Sci-fi, thriller, Bruce Willis, 2012

In 2074, time travel will be invented, but will immediately be declared illegal. However, organized crime will use it to eliminate their enemies. When they want someone dead, they tie the victim up, put a hood over his head, and send him to a pre-specified place in 2044 where a 'LOOPER' shoots him with a blunderbuss and incinerates the body. The perfect crime. Only one problem; thirty years after 2044 becomes 2074, the looper is now in the era of time travel and is a potential witness to the crimes, and so the looper is then tied up, hooded and sent back in time to be shot by his earlier self.

One looper, JOE, played initially by Joseph Gortdon, is disturbed by the visit of his friend, SETH, who tells Joe he had failed to 'close the loop' by letting his future self escape instead of shooting him.

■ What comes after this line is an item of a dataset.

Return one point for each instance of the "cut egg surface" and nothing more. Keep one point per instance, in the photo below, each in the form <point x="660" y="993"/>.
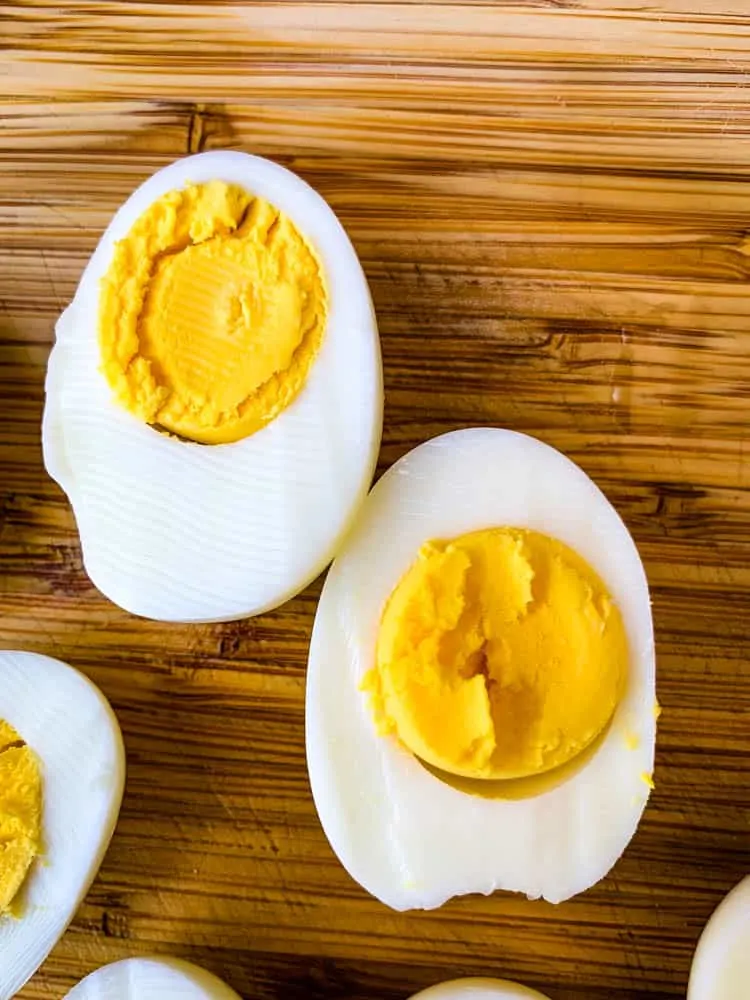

Seth hides, but the looper police, so to speak, know Joe has hidden Seth, and bribe Joe with bars of silver (intrusive symbolism even though they don't say how many pieces of silver) to betray Seth. Then Joe finds himself having to kill his own future self--let's call him older Joe--but, like Seth, younger Joe lets older Joe get away. Unlike Seth, younger Joe flees the country, and we see brief glimpses of his life during the next thirty years as he morphs from Joseph Gortdon into Bruce Willis. Henchmen of the RAINMAKER, the wicked dictator of that era, kidnap older Joe. They plan to tie him up and send him back to 2044 to be shot by younger Joe, but, furious because his wife was killed during the kidnapping, older Joe overpowers the kidnappers and returns to the past where he is able to evade death at the hands of his younger self.

Older Joe has learned the addresses of three children, one of whom will grow up to be the tyrannical Rainmaker (short for Reignmaker), and determines to kill them all the children so as to preemptively prevent Rainmaker's despotic rule. ('Would you kill Hitler as a child?' reasoning.) Younger Joe will do almost anything to stop this murder.  Meanwhile, two other loopers, KID BLUE and JESSE, are trying to kill both of the Joe's and thus close the loop.

Lots of people working at cross purposes.

This movie has a lot going on, and it's exciting.  The plot twists draw you in and make you wonder what will happen next. Bruce Willis is good, but not great, his usual ironic nonchalance becoming a little tiresome.

One major flaw, at least for me, was the repeated blatant violations of the grandfather paradox. The story requires these violations, especially at the end, but personally, I want to scream 'that's ridiculous' and slap the script writer in the face.

It did get my pulse up to a run, so I rate it at ++++. People who don't care about paradoxes will probably do even better.